The conceit that developed nations should graft their governing cultures and values onto developing ones went out with France’s mission civilisatrice and even that did not succeed much beyond cuisine. In allowing our political and economic systems to become corrupt and dissolute, our soft power has gone flabby and our hard power has become omnipresent, the source of a geopolitical welfare state. Washington should devolve the responsibilities of its security commitments in Europe and East Asia to its allies there. That means withdrawing combat divisions from abroad and reintegrating them with their units back home. It should invest heavily in its stateside training facilities such as the Marines’ Air Ground Combat Center at Twenty-Nine Palms (with accommodations for accompanied tours), and it should engage in regular transpacific exercises in support of its allies in Asia.
Washington must also know that China, as the world’s second-largest economy with three millennia of history as a regional power, will seek to impose its own Monroe Doctrine in Asia and it must acknowledge its limits in opposing this. Attempts to “contain” China would result in a decidedly asymmetrical contest that would exhaust America’s already depleted accounts but which Beijing could sustain at relatively low cost to itself. To preempt such a conflict, the White House should appoint a multi-agency negotiating team to resolve the thicket of competing maritime claims in the West Pacific and East Asia that make the region a tinderbox for conflict.
Domestically, the White House should accommodate the State Department’s request for several thousand new Foreign Service Officers in relief of a diplomatic core that is under-funded and overwhelmed. The number of its diplomats and support staff is only ten percent greater than what it was a quarter century ago, when there were twenty-four fewer countries in the world and U.S. interests were concentrated in Europe and Northeast Asia. At any one time, a third of U.S.-based Foreign Service jobs are vacant, twelve percent of its overseas positions are unmanned, and its ratio of unaccompanied tours has risen to a fifth of the total. Foreign language proficiency, a core competency of the service, has languished due to funding gaps. Salaries have been slashed, and stingy retirement benefits have undercut retentions rates.
At the same time, the State Department and USAID should undergo its own Goldwater-Nichols-like reformation, the touchstone of which would be the creation of diplomatic fiefs symmetrical with the Pentagon’s overseas combatant commands. Until the State Department’s senior-most officials have regional representation and authority on par with their four-star counterparts, interagency cooperation will remain illusory and the State Department will continue to be marginalized in the foreign policy-making process.

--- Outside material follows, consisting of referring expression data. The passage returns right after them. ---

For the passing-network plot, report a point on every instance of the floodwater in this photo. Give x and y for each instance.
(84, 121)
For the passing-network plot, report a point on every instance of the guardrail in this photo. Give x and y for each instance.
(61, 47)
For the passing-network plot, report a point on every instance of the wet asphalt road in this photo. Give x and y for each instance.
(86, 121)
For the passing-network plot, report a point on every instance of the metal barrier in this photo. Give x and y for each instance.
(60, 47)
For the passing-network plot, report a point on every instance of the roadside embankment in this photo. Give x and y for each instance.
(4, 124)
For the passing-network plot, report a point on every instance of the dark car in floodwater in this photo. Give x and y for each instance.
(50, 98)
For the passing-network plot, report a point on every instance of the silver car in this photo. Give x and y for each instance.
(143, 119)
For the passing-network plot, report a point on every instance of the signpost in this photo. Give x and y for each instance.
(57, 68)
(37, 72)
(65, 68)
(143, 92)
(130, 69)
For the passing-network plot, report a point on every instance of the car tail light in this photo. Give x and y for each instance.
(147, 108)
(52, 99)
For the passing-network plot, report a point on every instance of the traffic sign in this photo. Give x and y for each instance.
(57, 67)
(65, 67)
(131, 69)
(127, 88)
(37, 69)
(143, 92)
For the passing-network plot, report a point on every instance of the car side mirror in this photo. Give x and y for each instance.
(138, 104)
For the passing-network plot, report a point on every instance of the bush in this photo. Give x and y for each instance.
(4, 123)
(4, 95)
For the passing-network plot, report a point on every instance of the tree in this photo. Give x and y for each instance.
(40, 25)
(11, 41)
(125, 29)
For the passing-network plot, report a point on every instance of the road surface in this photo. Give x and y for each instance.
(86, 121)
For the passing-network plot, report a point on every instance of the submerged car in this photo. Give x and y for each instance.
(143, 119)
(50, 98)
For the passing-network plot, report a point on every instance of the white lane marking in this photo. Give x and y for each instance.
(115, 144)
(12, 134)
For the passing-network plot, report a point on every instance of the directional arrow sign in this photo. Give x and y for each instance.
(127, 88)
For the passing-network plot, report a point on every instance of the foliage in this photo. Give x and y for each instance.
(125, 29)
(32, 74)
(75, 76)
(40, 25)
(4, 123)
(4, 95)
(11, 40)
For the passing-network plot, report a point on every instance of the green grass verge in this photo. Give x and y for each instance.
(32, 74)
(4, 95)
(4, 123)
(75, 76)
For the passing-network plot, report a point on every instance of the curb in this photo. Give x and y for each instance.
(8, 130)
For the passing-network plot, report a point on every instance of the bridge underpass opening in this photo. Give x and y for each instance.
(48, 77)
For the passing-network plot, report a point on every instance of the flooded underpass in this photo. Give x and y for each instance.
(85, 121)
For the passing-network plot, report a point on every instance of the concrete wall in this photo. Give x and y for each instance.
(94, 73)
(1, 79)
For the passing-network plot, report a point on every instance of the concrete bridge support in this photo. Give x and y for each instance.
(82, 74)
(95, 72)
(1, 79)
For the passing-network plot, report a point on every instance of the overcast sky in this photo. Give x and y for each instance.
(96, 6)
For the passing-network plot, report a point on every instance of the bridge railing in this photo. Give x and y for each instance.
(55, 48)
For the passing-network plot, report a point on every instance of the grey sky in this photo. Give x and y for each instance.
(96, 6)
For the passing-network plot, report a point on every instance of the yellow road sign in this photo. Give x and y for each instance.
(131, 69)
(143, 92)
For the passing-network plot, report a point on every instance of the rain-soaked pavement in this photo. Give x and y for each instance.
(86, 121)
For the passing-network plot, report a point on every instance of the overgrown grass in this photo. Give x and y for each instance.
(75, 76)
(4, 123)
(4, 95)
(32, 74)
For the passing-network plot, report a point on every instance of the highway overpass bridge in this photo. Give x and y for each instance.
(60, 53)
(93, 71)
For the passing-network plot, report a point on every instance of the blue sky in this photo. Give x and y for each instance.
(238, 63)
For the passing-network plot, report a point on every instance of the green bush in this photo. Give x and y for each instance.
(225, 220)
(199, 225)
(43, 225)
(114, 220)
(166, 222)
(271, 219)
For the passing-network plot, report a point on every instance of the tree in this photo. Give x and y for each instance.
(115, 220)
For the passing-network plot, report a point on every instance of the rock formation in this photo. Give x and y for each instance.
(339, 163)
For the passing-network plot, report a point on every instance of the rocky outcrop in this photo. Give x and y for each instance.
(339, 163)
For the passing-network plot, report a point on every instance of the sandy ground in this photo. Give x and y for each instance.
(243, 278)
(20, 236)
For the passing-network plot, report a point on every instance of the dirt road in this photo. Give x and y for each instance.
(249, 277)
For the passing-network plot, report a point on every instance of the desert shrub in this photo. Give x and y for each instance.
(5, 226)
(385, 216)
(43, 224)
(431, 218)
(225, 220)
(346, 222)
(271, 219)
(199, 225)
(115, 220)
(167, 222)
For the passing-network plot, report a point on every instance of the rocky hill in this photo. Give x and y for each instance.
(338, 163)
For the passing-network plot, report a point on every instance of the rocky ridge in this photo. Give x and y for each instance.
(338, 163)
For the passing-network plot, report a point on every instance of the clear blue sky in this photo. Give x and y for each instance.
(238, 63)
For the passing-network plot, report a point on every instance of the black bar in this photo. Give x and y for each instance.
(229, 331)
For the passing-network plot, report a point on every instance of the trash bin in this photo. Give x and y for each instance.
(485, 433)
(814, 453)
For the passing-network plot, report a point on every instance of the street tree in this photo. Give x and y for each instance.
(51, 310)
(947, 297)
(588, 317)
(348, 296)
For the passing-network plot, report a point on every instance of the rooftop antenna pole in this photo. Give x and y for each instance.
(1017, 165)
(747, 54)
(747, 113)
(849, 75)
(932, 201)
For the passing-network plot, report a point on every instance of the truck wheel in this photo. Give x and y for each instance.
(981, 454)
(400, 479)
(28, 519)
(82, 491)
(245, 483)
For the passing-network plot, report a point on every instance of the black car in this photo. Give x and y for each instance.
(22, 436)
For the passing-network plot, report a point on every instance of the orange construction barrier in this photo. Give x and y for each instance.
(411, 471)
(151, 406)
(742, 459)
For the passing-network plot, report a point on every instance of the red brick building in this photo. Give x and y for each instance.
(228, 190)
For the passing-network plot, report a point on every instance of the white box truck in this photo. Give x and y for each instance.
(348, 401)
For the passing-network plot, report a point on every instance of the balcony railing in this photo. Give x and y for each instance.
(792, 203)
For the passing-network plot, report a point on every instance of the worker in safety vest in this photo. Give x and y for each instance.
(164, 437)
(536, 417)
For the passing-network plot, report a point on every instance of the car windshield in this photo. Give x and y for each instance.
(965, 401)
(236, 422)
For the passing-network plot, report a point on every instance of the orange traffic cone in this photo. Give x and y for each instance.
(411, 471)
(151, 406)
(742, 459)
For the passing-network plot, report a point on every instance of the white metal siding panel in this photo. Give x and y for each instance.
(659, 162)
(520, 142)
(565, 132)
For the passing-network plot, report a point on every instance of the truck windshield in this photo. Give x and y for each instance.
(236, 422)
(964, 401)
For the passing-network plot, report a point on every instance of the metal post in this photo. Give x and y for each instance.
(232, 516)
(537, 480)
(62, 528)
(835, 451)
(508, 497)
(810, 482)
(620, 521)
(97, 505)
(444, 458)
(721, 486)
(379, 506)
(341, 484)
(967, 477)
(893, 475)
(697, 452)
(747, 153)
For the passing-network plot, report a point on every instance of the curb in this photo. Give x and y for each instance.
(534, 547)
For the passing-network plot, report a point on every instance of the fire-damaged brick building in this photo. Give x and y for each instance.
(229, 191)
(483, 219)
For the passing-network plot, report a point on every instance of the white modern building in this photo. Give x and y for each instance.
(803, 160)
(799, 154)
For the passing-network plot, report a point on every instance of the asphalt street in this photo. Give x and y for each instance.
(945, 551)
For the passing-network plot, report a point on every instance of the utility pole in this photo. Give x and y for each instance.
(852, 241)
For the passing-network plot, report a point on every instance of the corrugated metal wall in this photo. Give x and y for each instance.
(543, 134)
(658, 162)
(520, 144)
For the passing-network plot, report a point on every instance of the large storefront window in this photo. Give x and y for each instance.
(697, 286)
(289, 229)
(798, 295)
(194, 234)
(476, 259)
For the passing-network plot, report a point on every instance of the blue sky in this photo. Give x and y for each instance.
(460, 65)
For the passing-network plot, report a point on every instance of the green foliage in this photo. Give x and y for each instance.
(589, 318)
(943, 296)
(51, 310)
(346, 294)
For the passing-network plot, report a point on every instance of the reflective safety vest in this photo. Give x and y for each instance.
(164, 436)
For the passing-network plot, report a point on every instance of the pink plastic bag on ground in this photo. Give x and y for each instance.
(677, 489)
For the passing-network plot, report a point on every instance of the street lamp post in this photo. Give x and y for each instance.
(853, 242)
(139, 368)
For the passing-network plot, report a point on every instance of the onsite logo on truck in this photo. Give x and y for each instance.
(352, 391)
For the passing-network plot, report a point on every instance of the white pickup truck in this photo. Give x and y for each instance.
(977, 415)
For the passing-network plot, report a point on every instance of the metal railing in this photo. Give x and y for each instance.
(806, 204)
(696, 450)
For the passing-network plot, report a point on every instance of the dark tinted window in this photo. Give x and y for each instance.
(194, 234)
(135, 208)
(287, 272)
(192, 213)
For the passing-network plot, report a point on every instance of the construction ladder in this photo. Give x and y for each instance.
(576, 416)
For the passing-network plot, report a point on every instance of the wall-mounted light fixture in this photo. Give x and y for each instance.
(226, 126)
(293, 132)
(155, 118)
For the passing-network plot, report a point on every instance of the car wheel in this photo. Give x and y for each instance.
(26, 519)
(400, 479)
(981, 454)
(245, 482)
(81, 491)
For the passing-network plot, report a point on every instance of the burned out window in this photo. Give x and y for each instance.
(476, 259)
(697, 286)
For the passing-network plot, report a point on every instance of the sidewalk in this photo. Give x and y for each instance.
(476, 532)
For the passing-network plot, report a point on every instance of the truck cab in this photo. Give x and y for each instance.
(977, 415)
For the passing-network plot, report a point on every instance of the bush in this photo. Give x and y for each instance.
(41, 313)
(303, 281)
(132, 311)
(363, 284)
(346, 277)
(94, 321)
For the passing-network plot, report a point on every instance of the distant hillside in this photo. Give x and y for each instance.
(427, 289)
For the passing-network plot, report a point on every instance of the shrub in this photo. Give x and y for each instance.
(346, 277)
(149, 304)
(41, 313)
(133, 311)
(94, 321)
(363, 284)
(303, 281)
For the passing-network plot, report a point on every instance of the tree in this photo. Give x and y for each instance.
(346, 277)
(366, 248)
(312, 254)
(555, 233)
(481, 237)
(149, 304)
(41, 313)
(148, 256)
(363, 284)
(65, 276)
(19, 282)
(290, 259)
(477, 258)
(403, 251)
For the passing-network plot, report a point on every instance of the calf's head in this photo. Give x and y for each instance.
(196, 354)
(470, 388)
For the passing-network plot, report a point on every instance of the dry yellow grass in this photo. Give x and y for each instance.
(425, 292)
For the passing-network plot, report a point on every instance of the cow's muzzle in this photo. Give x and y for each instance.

Finally, as it considers the geopolitical shift from a unipolar to multipolar world, the White House should solicit and respect the analyses of its area experts unimpeded by political pressures from Capitol Hill. When the opinions of veteran diplomats and seasoned intelligence officers must compete with those in the petty echo-chambers of Washington, it creates space for the kind of ruinous expeditions that have all but replaced statesmanship at the mantle of American leadership.